Les psychologues nous ont appris que ce qui est bon pour la promotion de la langue maternelle est bon également pour la promotion d’une langue seconde ou étrangère. A la fin de la guerre, la IV République octroie la citoyenneté française à tous les sujets de l’empire colonial.

A partir de 1950, une nouvelle école remplace l’ancienne. Les programmes, les méthodes, les horaires sont désormais, ceux qui, en France s’inscrivaient dans le cadre d’une scolarité obligatoire, à l’époque de dix années, en langue maternelle, et dans la culture d’une société industrielle, de tradition chrétienne.

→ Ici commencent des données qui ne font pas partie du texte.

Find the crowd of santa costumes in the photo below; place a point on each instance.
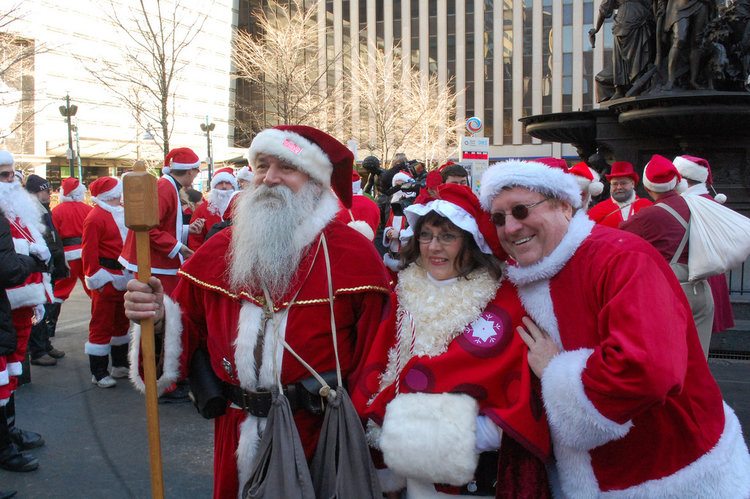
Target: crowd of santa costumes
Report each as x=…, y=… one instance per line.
x=441, y=378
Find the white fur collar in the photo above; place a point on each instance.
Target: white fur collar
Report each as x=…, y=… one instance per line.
x=319, y=218
x=438, y=313
x=579, y=229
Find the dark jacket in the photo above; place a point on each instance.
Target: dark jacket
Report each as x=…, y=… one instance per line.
x=14, y=269
x=58, y=268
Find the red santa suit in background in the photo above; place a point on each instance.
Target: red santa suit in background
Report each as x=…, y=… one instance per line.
x=212, y=211
x=612, y=213
x=633, y=408
x=68, y=217
x=104, y=232
x=204, y=311
x=171, y=234
x=699, y=170
x=364, y=214
x=25, y=217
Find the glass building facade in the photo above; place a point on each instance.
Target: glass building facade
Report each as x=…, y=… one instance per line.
x=506, y=59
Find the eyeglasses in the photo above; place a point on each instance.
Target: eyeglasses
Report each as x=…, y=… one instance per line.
x=444, y=238
x=519, y=212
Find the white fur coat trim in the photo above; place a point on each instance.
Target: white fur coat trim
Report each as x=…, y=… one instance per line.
x=579, y=229
x=30, y=295
x=439, y=313
x=721, y=473
x=96, y=349
x=172, y=349
x=248, y=330
x=431, y=437
x=573, y=419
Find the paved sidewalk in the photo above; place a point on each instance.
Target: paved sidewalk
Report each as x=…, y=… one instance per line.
x=96, y=438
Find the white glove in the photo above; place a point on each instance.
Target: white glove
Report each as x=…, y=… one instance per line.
x=488, y=435
x=41, y=251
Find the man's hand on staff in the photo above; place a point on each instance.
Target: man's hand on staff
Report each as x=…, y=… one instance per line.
x=541, y=346
x=144, y=301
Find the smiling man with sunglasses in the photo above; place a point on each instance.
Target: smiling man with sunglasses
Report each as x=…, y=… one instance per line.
x=632, y=406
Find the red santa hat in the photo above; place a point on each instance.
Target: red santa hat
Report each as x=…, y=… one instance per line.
x=588, y=179
x=460, y=205
x=401, y=177
x=554, y=162
x=181, y=158
x=312, y=151
x=622, y=169
x=106, y=188
x=245, y=174
x=6, y=158
x=660, y=174
x=71, y=189
x=224, y=175
x=698, y=169
x=531, y=175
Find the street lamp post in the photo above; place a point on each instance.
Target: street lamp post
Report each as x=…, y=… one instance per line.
x=69, y=110
x=208, y=128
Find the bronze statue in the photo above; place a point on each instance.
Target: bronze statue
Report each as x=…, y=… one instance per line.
x=633, y=32
x=685, y=21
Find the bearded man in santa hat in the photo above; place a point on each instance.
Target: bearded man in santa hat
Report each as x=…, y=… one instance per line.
x=664, y=225
x=223, y=188
x=169, y=247
x=104, y=233
x=632, y=406
x=24, y=214
x=273, y=273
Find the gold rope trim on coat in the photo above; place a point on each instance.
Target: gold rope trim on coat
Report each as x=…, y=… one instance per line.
x=261, y=301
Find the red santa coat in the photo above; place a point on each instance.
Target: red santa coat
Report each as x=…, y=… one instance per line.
x=632, y=406
x=465, y=358
x=166, y=238
x=68, y=219
x=204, y=312
x=211, y=218
x=608, y=212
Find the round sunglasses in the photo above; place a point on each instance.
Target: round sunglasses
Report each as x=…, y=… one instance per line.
x=519, y=212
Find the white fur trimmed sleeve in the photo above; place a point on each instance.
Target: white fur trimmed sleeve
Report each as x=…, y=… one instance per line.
x=574, y=420
x=172, y=350
x=431, y=437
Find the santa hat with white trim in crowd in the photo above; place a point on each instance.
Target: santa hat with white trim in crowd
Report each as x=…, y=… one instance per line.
x=181, y=158
x=245, y=174
x=532, y=175
x=312, y=151
x=460, y=205
x=225, y=174
x=587, y=178
x=106, y=188
x=356, y=183
x=697, y=169
x=71, y=189
x=660, y=174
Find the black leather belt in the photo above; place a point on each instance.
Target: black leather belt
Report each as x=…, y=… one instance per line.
x=71, y=241
x=110, y=263
x=259, y=403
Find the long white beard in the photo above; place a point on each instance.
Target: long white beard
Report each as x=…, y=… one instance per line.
x=16, y=203
x=264, y=250
x=218, y=201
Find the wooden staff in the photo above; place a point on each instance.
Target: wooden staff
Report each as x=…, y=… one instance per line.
x=141, y=215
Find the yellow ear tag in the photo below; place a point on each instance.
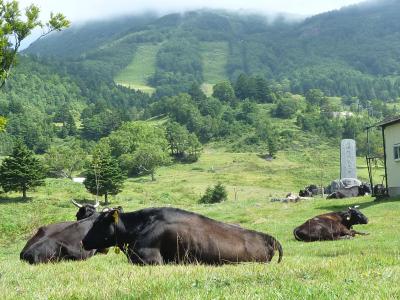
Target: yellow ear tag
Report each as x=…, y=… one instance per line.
x=116, y=217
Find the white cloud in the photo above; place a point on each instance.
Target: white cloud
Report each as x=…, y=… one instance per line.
x=81, y=10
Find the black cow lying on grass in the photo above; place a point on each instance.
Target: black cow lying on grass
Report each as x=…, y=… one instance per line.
x=331, y=226
x=61, y=241
x=165, y=235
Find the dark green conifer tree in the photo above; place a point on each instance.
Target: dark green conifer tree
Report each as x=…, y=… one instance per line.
x=104, y=175
x=21, y=171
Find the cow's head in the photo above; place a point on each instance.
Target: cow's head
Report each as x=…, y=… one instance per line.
x=103, y=232
x=364, y=189
x=354, y=216
x=85, y=210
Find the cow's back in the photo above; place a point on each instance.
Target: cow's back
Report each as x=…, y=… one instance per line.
x=321, y=227
x=187, y=235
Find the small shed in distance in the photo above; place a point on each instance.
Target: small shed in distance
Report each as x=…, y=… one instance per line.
x=391, y=145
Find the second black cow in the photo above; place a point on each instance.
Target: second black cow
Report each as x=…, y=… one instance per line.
x=61, y=241
x=331, y=226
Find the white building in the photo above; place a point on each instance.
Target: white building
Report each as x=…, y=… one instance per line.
x=391, y=145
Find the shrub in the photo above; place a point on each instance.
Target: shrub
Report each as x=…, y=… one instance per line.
x=214, y=195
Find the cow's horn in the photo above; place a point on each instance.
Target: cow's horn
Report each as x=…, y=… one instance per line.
x=76, y=203
x=97, y=203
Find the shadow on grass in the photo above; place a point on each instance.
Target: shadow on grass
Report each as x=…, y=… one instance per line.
x=341, y=207
x=8, y=200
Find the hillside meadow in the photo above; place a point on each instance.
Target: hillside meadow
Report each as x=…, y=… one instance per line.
x=366, y=267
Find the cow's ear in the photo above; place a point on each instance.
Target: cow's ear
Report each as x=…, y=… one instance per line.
x=115, y=216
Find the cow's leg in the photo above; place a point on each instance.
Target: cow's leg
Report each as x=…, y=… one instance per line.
x=359, y=232
x=345, y=237
x=145, y=256
x=346, y=233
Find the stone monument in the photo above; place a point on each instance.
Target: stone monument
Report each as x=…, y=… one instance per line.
x=348, y=167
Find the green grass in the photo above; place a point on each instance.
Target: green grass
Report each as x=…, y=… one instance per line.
x=215, y=58
x=143, y=65
x=366, y=267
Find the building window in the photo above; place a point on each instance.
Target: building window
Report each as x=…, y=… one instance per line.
x=396, y=151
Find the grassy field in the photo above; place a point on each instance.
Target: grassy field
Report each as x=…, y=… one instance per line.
x=135, y=75
x=366, y=267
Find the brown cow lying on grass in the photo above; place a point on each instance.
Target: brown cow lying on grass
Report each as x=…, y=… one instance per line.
x=331, y=226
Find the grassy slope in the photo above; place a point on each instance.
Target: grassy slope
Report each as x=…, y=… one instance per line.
x=363, y=268
x=135, y=75
x=215, y=58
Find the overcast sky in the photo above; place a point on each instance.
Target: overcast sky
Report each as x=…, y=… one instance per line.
x=82, y=10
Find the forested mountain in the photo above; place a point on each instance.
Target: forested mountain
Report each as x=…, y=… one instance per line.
x=252, y=83
x=353, y=51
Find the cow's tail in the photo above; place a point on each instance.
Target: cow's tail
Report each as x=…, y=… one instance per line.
x=278, y=246
x=295, y=234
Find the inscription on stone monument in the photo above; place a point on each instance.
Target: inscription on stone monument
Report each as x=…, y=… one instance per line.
x=348, y=168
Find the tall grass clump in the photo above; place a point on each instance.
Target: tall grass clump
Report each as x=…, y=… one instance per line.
x=214, y=195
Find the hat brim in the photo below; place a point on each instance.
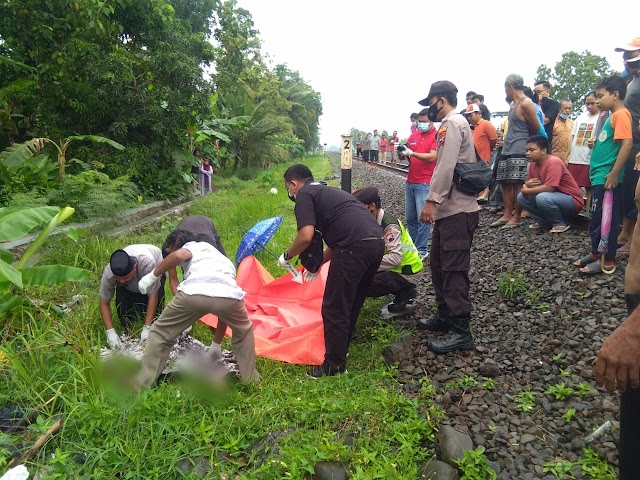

Cette école coupe l’enfant de son milieu, tue l’esprit créatif, avilit et méprise la condition paysanne et celle de tout travailleur manuel. Elle ne poursuit qu’un seul objectif : préparer l’élève à l’enseignement secondaire qui représente, encore aujourd’hui, l’espoir illusoire d’obtenir un emploi de bureau.

En 1974, un expert de l’Unicef, Claude Chicot1 soulignait dans son rapport : “Le système éducatif comorien qui n’est qu’une copie imparfaite du système français est complètement inadapté aux réalités locales et à ses finalités. L’école doit s’intégrer dans son milieu, et contribuer à l’adaptation active de l’enfant à son environnement humain et matériel…”.

L’école comorienne d’aujourd’hui s’emploie à refouler chez l’enfant le parler maternel et à le couper de son milieu culturel. Selon le ministère de l’Éducation nationale, sur une cohorte de mille enfants entrant au Cp1, cinq cent treize arrivent au Cm2, trois cent soixante arrivent en 6e, cent cinquante et un parviennent en 2e, cent treize arrivent en terminale et quarante quatre obtiennent le baccalauréat. Soit environ 4 % du chiffre de départ.

Ces quarante quatre bacheliers après treize années passées à l’école sont incapables d’exercer un métier qu’il soit manuel ou bureaucratique. Ils ne sont pas plus armés pour affronter le marché de l’emploi que les neuf cent cinquante six camarades que le système a perdus en route.

Depuis soixante ans, l’enseignement de l’école laïque, rejoint quelques années plus tard par celui l’école coranique, érode notre socle culturel, fruit d’une expérience collective millénaire et d’un milieu naturel exceptionnel qui lui fournit l’assise matérielle dont il tire son originalité.

Les causes de la dégradation continue de nos systèmes éducatifs, laïque et islamique, ne sont ni financières ni pédagogiques. Elles sont sociologiques. Imitant l’école publique, le payalashio a abandonné ses fonctions sociales. Il ne transmet plus les techniques, les modèles, les valeurs et les symboles légués par l’histoire. Il se consacre exclusivement à l’enseignement du dogme de l’Islam. Elles sont idéologiques.

Nos décideurs francophones et arabophones ont une grande propension pour les solutions d’imitation. Fascinés par les modèles sociaux étrangers, ils situent toujours leurs références et leurs espérances hors de notre substrat culturel et de nos réalités.